Georgia Tech Research Networking Capabilities

Georgia Tech's state-of-the-art network provides capabilities with few parallels in academia or industry, delivering unique and sustained competitive advantage to Georgia Tech faculty, students, and staff. Since the mid-80’s Georgia Tech and OIT have provided instrumental leadership in high-performance networks for research and education (R&E) regionally, nationally, and internationally.


A founding member of Internet2 (I2) and National LambdaRail (NLR) – high bandwidth networks dedicated to the needs of the research and education community – Georgia Tech manages and operates Southern Crossroads (SoX, the I2 regional GigaPOP). We work within six Southeastern states to make affordable high-performance network access and network services available to researchers and faculty at Georgia Tech, their collaborators, other higher-education systems, K- 12 systems, and beyond.

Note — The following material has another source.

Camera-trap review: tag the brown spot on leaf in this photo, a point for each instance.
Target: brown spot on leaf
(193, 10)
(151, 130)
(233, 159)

Georgia Tech's network has high-performance connectivity to other members of the research and education community world-wide through 100 Gbps (gigabits per second) links to SoX/SLR, which is peered with Internet2 Network, TransitRail, Oak Ridge National Labs (ORNL), the Department of Energy's Energy Sciences Network (ESNet), NCREN, NASA's NREN, MREN, FLR, Peachnet, LONI, 3ROX, as well as other SoX participants in the Southeast.


In addition to the exceptional R&E network connectivity provided to all Georgia Tech faculty, students, and staff, dedicated bandwidth in support of specific collaborations and research is also possible.